What if gut inflammation, pregnancy hormones, and cancer risk could all be recreated on a chip revealing how disease actually begins?
Researchers at Harvard Medical School and collaborating institutes have developed the most complete colon on a chip model yet for inflammatory bowel disease, offering a closer look at how the condition develops, worsens, and in some cases progresses toward cancer.
The system allows scientists to study inflammatory bowel disease in a controlled human relevant environment, improving understanding of disease triggers and opening pathways toward more precise and personalized therapies.
Unlike conventional models based on animal studies or simplified cell cultures, the chip uses patient derived intestinal cells, including both healthy and inflamed samples from the same individuals.
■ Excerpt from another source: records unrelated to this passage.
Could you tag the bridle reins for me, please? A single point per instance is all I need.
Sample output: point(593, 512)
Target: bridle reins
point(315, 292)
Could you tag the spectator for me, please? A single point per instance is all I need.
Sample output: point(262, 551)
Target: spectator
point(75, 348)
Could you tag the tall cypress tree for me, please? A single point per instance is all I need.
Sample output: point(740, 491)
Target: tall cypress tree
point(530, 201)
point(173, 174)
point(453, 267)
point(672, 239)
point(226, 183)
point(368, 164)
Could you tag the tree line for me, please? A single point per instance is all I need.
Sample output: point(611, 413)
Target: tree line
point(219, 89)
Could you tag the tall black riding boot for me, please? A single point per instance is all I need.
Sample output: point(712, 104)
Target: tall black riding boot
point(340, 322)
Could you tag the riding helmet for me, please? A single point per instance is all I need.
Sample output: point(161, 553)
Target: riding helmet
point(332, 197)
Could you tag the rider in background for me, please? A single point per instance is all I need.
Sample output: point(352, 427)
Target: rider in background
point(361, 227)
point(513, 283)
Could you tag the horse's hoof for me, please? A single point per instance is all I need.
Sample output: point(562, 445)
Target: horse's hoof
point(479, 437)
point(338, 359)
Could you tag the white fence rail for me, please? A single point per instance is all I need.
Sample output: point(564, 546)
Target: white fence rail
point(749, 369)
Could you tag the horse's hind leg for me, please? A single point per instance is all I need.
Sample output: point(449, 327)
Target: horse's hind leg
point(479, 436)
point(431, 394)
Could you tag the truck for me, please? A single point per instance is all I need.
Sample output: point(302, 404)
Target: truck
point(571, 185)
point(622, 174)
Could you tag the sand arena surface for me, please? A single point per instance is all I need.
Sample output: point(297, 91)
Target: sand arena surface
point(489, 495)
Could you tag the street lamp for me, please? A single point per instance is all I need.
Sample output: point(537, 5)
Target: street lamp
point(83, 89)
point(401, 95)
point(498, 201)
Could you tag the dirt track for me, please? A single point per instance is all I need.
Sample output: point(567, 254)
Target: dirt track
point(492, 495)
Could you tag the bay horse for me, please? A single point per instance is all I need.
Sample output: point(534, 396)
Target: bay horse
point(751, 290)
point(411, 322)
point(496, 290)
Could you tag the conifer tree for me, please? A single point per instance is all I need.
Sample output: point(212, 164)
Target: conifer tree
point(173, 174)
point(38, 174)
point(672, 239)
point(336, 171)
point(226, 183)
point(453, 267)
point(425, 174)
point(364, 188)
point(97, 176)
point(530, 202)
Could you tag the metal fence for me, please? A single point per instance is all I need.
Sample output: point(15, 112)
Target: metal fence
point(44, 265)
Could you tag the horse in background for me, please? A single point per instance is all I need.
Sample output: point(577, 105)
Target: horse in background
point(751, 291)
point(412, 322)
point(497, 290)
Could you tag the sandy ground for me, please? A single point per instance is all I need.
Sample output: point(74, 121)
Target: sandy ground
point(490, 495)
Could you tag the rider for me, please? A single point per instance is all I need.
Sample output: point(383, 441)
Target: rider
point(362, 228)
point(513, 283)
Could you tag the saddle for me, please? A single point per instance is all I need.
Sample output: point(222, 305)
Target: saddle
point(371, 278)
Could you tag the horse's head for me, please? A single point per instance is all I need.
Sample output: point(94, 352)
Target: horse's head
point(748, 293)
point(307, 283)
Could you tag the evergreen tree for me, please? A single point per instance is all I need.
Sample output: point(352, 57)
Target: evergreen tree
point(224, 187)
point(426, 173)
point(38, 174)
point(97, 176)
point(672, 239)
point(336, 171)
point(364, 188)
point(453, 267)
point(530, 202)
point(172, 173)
It also replicates real physiological conditions such as fluid flow, immune cell movement, and gut-like stretching, enabling a far more accurate representation of how the human intestine behaves under stress.
The device is built with two microfluidic channels separated by a porous membrane that allows molecular exchange between epithelial and stromal layers. Researchers introduced immune cells, applied mechanical motion to simulate peristalsis, and exposed tissues to hormone environments that mimic menstruation and pregnancy. These conditions revealed stronger inflammation and fibrosis in diseased tissue, along with early cancer associated changes under chemical stress.
The model also enabled early observation of cancer-like transformations in diseased intestinal tissue, offering a new window into how chronic inflammation may evolve into malignancy.